In fact, in all official discussions about the contagion, the only medical professional with some visibility and credibility is a paramedic of Palestinian extraction, Raed Arafat, now a State Secretary in the Ministry of Internal Affairs, responsible precisely for coordinating the emergency response, who gained popularity by creating a new first aid ambulance service, SMURD, alongside the usual public ambulance service, which now functions as a division within the firefighting service. Unfortunately, since the COVID-19 crisis began he made himself noticed less for medical insight and expertise than for organizing the national quarantine in war-like fashion, for instance by assigning the Ministry of Internal Affairs’ intelligence officers in the crisis-rooms of local authorities to help with their knowledge and advice. The Romanian public health sector was mired in scandals, underfunding and inefficiency for years. Stories about patients going out of hospitals with bacteriological infections, medical malpractice rarely punished or acts of corruption were the order of the day before the crisis. None of the half a dozen new regional or county hospitals planned for construction have been built, or if some of them are built they have no equipment and are not operational. The National Virology Institute stopped producing antibodies some two years ago. Consequently, there is basically little or no hint of official research pursued to find some sort of cure – none of the medical research institutions or companies in the country seem to have the capacity or even the will to enter this global race. Salvation for those infected, if there is one, will come from elsewhere. 

More to go around 

In Romania, the security state has thus far been more prominent in combating the epidemic crisis than the medical apparatus. The emphasis was almost entirely on the quarantine decreed by exception and backed by military governance: presidential speeches distributed on social media, hundreds or thousands of billboards asking people to stay home, the show of military boots and police patrols in every half-deserted crossroad; gatherings, schools and all non-essential commercial activity were shut down. The expected results in containing the contagion, while difficult to assess counterfactually or discount entirely, fall behind most countries in the region. The doctors – also praised in cartoon fashion as heroes alongside the stay-at-home folk –, the medical experts and researchers seem almost completely absent. There is little-to-no news in the country of their advances in fighting and eventually ending the crisis, although this is – one has to repeat this – a health crisis first and foremost.
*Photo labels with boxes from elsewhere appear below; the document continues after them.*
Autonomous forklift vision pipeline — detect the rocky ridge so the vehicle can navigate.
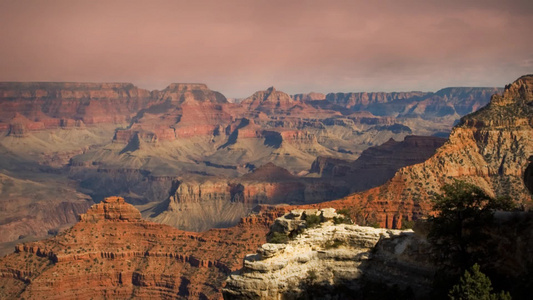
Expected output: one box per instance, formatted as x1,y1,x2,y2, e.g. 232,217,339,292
0,197,282,299
308,75,533,228
0,83,504,247
224,209,436,299
223,208,533,299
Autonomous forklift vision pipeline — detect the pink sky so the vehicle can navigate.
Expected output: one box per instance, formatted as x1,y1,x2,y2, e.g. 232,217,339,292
0,0,533,97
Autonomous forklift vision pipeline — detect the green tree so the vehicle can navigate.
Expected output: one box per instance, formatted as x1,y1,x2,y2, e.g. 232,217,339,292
428,180,513,274
448,264,511,300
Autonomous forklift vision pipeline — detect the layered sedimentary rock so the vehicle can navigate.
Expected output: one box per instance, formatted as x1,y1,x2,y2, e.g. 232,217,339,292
143,163,349,231
0,82,153,136
223,208,533,299
308,75,533,228
224,209,436,299
310,136,446,192
0,83,508,246
0,197,286,299
326,87,502,118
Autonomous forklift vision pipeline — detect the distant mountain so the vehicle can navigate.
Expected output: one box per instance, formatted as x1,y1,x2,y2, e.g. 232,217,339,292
308,75,533,228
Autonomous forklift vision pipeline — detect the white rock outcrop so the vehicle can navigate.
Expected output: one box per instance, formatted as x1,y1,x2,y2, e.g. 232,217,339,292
224,210,433,299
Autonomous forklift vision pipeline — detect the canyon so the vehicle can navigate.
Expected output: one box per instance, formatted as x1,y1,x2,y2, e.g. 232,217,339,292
0,75,533,299
0,82,499,246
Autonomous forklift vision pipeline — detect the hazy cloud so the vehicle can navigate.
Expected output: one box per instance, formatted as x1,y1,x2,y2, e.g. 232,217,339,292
0,0,533,97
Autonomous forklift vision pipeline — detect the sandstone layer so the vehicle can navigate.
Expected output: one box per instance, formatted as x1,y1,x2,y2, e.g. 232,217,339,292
306,75,533,228
223,208,533,299
0,197,286,299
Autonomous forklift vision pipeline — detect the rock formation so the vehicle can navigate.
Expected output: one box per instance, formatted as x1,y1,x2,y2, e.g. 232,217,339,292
0,197,286,299
0,83,508,248
308,75,533,228
224,209,436,299
310,136,446,192
143,163,349,231
223,208,533,299
0,82,153,136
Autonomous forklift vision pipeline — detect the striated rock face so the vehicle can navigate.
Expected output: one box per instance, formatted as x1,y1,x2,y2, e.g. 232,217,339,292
80,197,141,222
0,197,283,299
0,82,153,136
223,208,533,299
308,75,533,228
224,210,435,299
310,135,446,192
326,87,502,119
143,163,348,231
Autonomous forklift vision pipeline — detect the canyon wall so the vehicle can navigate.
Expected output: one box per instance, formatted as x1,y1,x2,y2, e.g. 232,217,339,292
0,197,282,299
308,75,533,228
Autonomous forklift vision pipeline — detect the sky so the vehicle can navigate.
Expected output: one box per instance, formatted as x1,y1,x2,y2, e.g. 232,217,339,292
0,0,533,97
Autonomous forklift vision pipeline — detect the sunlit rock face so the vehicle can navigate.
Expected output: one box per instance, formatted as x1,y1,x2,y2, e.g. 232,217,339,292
312,75,533,228
0,197,283,299
224,209,435,299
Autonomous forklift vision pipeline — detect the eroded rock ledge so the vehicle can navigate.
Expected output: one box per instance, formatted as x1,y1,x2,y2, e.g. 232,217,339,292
224,209,435,299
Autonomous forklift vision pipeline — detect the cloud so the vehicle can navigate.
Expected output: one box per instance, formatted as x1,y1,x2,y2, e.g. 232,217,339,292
0,0,533,97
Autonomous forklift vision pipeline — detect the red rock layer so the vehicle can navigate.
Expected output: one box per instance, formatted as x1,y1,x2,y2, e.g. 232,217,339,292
0,197,284,299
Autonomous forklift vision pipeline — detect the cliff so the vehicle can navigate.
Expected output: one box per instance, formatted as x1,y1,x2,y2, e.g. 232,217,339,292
308,75,533,228
0,197,286,299
223,208,533,299
223,209,436,299
310,135,446,192
143,163,348,231
0,82,153,136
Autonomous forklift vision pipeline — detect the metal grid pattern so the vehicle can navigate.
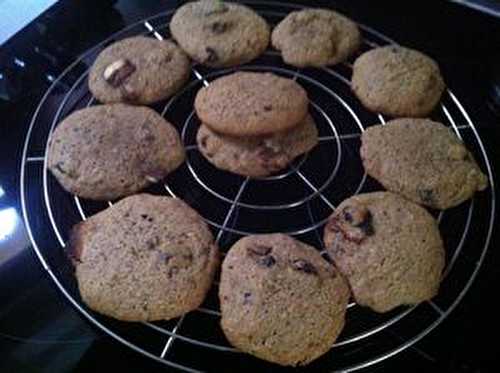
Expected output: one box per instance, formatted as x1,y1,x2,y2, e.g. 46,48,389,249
21,1,495,372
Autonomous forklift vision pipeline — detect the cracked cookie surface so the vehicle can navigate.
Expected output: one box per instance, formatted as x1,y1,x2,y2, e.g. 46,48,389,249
89,36,191,105
197,115,318,177
47,104,185,200
324,192,445,312
69,194,219,321
271,9,361,67
219,234,349,366
351,45,445,117
360,118,488,209
194,72,309,137
170,0,270,67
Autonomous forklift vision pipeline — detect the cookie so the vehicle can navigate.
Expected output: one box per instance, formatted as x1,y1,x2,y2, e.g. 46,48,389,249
89,36,191,105
47,104,185,200
170,0,270,67
196,115,318,177
351,46,445,117
271,9,361,67
324,192,445,312
219,234,349,366
70,194,219,321
360,118,488,209
194,72,308,136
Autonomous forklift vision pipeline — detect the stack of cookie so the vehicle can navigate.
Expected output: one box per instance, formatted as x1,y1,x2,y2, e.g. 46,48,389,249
195,72,318,177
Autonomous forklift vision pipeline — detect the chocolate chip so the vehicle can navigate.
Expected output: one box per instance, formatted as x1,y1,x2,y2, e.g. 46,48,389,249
205,1,229,16
167,267,179,278
158,253,174,265
357,211,375,237
243,292,252,304
247,245,273,256
120,83,139,102
418,189,436,206
257,255,276,268
210,22,231,34
54,162,68,175
103,59,136,88
200,136,208,148
205,47,219,63
292,259,318,274
342,206,370,227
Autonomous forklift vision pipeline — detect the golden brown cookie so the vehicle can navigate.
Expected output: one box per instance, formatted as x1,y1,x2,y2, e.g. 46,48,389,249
219,234,349,366
89,36,191,105
361,118,488,209
196,115,318,177
48,104,185,200
324,192,445,312
194,72,308,137
70,194,219,321
271,9,361,67
351,45,445,117
170,0,270,67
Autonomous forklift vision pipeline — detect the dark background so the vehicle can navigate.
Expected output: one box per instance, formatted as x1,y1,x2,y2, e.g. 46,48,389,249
0,0,500,372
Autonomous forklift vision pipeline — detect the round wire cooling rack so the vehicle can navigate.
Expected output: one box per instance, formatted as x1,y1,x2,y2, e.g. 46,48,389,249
20,1,495,372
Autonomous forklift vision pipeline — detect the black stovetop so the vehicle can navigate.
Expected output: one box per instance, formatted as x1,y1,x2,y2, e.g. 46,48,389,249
0,0,500,372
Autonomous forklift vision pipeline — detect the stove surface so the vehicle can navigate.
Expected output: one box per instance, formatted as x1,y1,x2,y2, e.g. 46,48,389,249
0,0,500,372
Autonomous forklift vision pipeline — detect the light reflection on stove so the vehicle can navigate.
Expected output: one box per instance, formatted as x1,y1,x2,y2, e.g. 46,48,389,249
0,205,19,241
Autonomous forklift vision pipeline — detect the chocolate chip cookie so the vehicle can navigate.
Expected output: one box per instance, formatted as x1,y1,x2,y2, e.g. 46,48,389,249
70,194,219,321
194,72,308,136
361,119,488,209
351,45,445,117
48,104,185,200
219,234,349,366
324,192,445,312
89,36,191,105
196,115,318,177
271,9,361,67
170,0,270,67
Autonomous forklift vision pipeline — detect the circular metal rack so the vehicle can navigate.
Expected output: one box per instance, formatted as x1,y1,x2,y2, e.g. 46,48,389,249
21,1,495,372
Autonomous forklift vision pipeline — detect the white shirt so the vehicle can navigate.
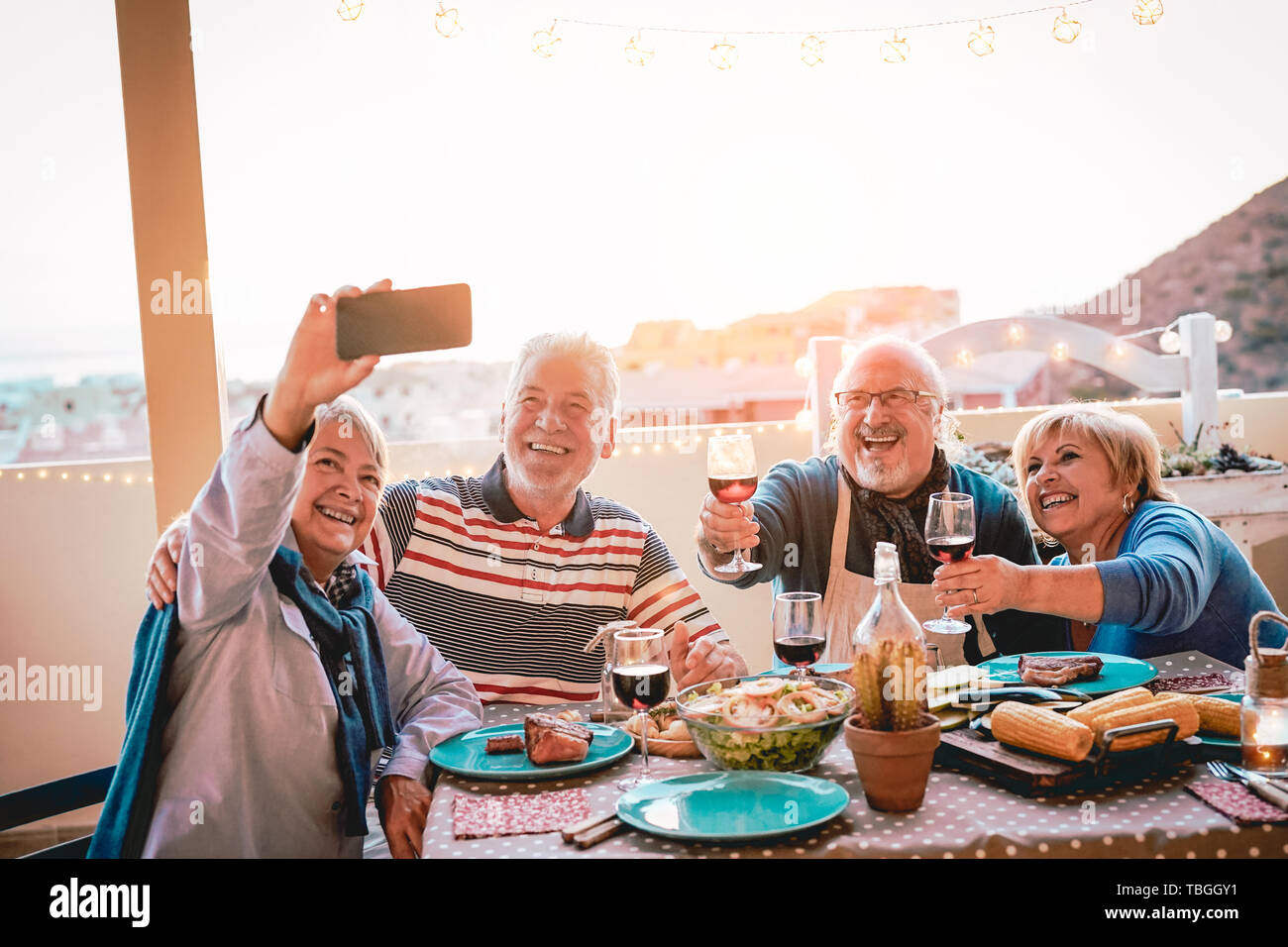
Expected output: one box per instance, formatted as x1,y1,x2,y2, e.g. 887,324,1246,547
143,415,482,858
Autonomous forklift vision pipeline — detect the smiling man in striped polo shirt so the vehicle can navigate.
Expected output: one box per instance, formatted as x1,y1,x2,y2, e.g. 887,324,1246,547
364,334,747,703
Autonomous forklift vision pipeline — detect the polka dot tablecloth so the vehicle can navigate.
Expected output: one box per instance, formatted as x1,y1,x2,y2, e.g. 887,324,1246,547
412,652,1288,858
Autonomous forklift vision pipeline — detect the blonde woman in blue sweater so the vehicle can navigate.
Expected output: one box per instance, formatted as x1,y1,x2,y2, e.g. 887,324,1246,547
934,404,1283,666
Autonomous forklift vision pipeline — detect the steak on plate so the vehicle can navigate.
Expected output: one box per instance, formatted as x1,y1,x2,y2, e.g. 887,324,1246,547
523,714,593,767
1018,655,1105,686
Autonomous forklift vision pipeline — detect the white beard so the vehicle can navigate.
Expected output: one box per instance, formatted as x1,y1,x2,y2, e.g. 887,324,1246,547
854,454,909,493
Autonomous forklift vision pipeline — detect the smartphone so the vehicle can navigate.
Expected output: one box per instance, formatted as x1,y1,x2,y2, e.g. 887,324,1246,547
335,282,474,360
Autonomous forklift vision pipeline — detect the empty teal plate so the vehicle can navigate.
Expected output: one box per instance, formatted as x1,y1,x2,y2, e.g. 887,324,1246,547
429,723,631,781
980,651,1158,697
617,770,850,841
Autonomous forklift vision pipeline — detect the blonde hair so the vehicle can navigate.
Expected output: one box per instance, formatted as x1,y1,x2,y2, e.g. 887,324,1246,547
313,394,389,483
1012,402,1176,515
815,335,961,460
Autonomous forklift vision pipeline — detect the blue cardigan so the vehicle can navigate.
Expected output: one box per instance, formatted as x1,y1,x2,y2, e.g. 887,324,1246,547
1051,500,1284,668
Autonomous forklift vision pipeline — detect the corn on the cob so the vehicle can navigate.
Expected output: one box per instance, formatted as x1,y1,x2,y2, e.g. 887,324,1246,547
992,701,1094,763
1092,694,1199,751
1068,686,1154,729
1182,694,1240,737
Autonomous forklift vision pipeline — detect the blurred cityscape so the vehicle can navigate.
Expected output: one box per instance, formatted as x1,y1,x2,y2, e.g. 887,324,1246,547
0,179,1288,464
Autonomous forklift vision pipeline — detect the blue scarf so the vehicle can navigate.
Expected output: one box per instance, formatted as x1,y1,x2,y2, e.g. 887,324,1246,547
87,546,395,858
Without a contagion tree and up-to-date mapping designing an effective containment policy is virtually impossible. New research in France on tissue samples of a dead patient who, having done no travelling abroad in the previous six months, checked into a hospital in December last year and was misdiagnosed with a common flu already casts doubt on the idea that the epidemic spread from China in February this year. Without an institutionalized medical emergency and research unit – a task force which, at least theoretically, could have been assembled out of the Civil Protection’s biohazards units, SMURD personnel, the medical universities and institutes virology experts and excess hospital personnel – acting on the ground and pursing real-time analysis, nothing can be learned, no active policy response can be devised by continuously revising increments of new knowledge – in the end, no permanent solution can be found. Without proactive medical research, doctors and nurses can only grapple with symptoms. Without mass-scale testing and swift intervention isolating the sick from the healthy the contagion cannot be contained. And without high-quality and creative intensive care for the sick few will be saved. None of the above are or have been a priority for the Romanian authorities and therefore the response to the outbreak is, in relative terms, a failure. Instead of tents offering masks and individual testing, the Romanian population got billboards imperatively advising them to stay home and policemen giving fines to persons walking without a superfluous piece of paper stipulating where they are going. Instead of medical personnel – of whatever agency or uniform – in the street they got some American-style looking soldiers showing off their cars and guns in city squares. In short, instead of receiving medical assistance and reassurance from the state, the people were ordered around and scared in old fashion quasi-authoritarian style. The whole response was more form than substance, as if the government’s unpreparedness and lack of creative, effective, targeted policies had to be hidden behind overnight martial decrees and half-empty solemn declarations.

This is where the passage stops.